The COVID-19 crisis has prompted the European Commission to place even greater focus on the Green Deal, its flagship environmental initiative, and the development of digital technologies and solutions, according to Chrenek. He told the webinar that 37% of the EU’s €750 billion “next-generation EU” budget will be used for green deal investment and 20% for digital investment. “There will be open calls for projects in the coming years … so really I would recommend to watch two programmes: the Digital Europe programme and Horizon Europe: in both programmes there will be specific activities related to cities and using digital technologies.” 

He suggested the Digital Europe programme could provide funds to support the development of a basic model for creating a digital twin of a city, which could be used by municipalities across the region. But this won’t be an one-size-fits-all approach. “Of course, afterwards, every city will have to adapt and to find their model and focus on their main problems,” Chrenek cautioned. 

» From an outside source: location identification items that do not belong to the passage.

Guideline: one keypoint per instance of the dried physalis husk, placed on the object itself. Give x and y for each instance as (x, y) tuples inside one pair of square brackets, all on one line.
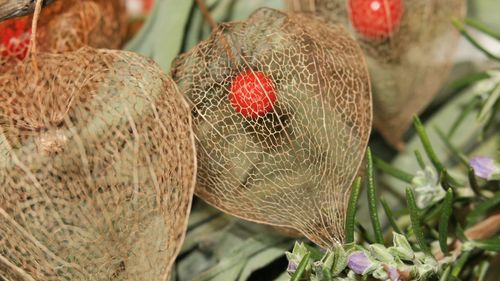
[(409, 46), (66, 26), (282, 114), (97, 168)]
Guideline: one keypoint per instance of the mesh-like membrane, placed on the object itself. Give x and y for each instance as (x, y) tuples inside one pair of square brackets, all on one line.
[(292, 166), (97, 168), (66, 26), (407, 67)]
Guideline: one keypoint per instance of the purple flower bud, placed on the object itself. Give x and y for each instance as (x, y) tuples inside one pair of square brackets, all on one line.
[(292, 266), (483, 166), (359, 262)]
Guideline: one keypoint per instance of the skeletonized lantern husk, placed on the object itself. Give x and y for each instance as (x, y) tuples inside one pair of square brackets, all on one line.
[(97, 168), (409, 63), (293, 165), (66, 26)]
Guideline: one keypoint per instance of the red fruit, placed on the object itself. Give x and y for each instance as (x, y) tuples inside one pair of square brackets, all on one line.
[(15, 38), (376, 19), (252, 94)]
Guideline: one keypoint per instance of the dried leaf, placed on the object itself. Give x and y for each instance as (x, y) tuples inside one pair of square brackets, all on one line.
[(97, 168), (409, 56), (289, 159)]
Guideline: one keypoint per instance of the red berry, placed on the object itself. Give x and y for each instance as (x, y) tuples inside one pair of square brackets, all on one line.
[(14, 38), (376, 19), (252, 94)]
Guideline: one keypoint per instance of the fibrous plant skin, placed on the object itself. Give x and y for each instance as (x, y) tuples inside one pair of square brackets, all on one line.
[(97, 168), (291, 165), (408, 65), (66, 26)]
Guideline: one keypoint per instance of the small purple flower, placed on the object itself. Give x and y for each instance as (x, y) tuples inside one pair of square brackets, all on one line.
[(359, 262), (292, 266), (483, 166)]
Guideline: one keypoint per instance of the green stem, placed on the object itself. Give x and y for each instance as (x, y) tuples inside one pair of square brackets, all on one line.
[(446, 140), (415, 221), (391, 170), (351, 211), (459, 264), (473, 182), (461, 28), (390, 216), (372, 200), (444, 221), (446, 274), (297, 275)]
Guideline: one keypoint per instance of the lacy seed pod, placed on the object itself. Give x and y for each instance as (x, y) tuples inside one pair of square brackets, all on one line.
[(409, 46), (97, 168), (286, 151), (66, 26)]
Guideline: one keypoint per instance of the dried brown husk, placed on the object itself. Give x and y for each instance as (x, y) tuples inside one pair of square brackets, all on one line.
[(409, 67), (97, 168), (293, 167)]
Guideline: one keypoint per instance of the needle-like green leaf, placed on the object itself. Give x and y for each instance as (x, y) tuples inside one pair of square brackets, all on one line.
[(391, 170), (415, 221), (351, 211), (390, 216)]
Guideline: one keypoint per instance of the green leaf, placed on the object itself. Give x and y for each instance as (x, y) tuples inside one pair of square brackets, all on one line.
[(260, 260), (482, 27), (420, 159), (390, 216), (162, 36), (488, 245), (351, 211), (415, 221), (424, 138), (391, 170), (459, 264), (372, 199), (301, 268), (480, 210), (444, 220), (446, 274), (487, 108), (461, 28)]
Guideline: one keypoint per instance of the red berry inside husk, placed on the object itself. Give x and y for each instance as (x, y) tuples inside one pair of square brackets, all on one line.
[(376, 19), (15, 38), (252, 94)]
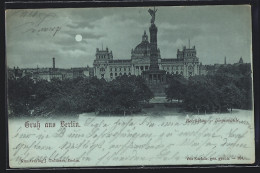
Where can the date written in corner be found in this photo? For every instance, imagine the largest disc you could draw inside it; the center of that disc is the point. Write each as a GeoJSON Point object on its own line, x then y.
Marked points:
{"type": "Point", "coordinates": [37, 125]}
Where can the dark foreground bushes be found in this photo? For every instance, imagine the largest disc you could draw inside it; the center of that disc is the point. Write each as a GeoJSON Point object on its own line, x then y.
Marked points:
{"type": "Point", "coordinates": [227, 88]}
{"type": "Point", "coordinates": [120, 96]}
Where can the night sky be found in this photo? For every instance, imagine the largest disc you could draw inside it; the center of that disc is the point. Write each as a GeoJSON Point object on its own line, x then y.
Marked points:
{"type": "Point", "coordinates": [35, 36]}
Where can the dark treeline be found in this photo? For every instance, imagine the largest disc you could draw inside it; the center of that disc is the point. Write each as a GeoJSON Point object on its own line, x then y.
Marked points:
{"type": "Point", "coordinates": [230, 86]}
{"type": "Point", "coordinates": [123, 95]}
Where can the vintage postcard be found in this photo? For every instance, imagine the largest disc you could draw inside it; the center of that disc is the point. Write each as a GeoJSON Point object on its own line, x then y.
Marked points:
{"type": "Point", "coordinates": [130, 86]}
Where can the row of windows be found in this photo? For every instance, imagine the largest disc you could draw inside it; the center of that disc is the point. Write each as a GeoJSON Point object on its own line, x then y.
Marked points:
{"type": "Point", "coordinates": [102, 56]}
{"type": "Point", "coordinates": [120, 74]}
{"type": "Point", "coordinates": [181, 72]}
{"type": "Point", "coordinates": [173, 67]}
{"type": "Point", "coordinates": [120, 69]}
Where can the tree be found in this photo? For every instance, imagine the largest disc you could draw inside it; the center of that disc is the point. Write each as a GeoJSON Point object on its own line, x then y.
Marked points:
{"type": "Point", "coordinates": [230, 96]}
{"type": "Point", "coordinates": [201, 94]}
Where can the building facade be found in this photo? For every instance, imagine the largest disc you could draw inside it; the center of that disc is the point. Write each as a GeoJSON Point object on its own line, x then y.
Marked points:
{"type": "Point", "coordinates": [186, 62]}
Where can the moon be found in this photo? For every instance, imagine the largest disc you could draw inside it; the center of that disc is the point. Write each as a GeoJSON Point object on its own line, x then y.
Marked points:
{"type": "Point", "coordinates": [78, 37]}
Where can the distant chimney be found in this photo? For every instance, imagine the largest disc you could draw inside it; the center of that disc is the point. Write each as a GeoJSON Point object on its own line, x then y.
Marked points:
{"type": "Point", "coordinates": [53, 63]}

At the same time, cities will also need to ensure their citizens are on board with the widespread usage of data analytics and AI.  Aerts stressed that AI systems have to be built around the needs of users to succeed, noting that this is one of six key success factors identified by the working group for AI and health with the Broadband Commission For Sustainable Development, which she chairs. Although there is a widespread consensus around the need to engage citizens in the development of high-tech solutions, van Oosterhout said that, in practice, cities don’t tend to do that much in this regard.  

The Erasmus Centre for Data Analytics also believes there is a need for more collaboration between the private sector, the public sector and academia to help start-ups create innovative new services that can improve urban living. Some cities are looking to build these kinds of ecosystems. Amsterdam and Helsinki have jointly published an “algorithm register,” which shows all the projects the two cities are working on and the kind of data these projects are using to train machine learning systems.

“We want to be completely transparent because we know using these algorithms will change society and change systems,” said Sukel. “I think it's really very important to be open about how you use these technologies especially because it's new and there might be some things that are not correct.” In time, Sukel hopes companies will also publish algorithm registers, but he accepted that commercial constraints might make this “tricky”.

Even so, a science-style peer review system for algorithms could yield many benefits for all users of AI. It is also important for cities to make their AI systems open source, Sukel added, so “the private sector can pick up all this technologies and expand them globally.  I think that's really the way to go here.”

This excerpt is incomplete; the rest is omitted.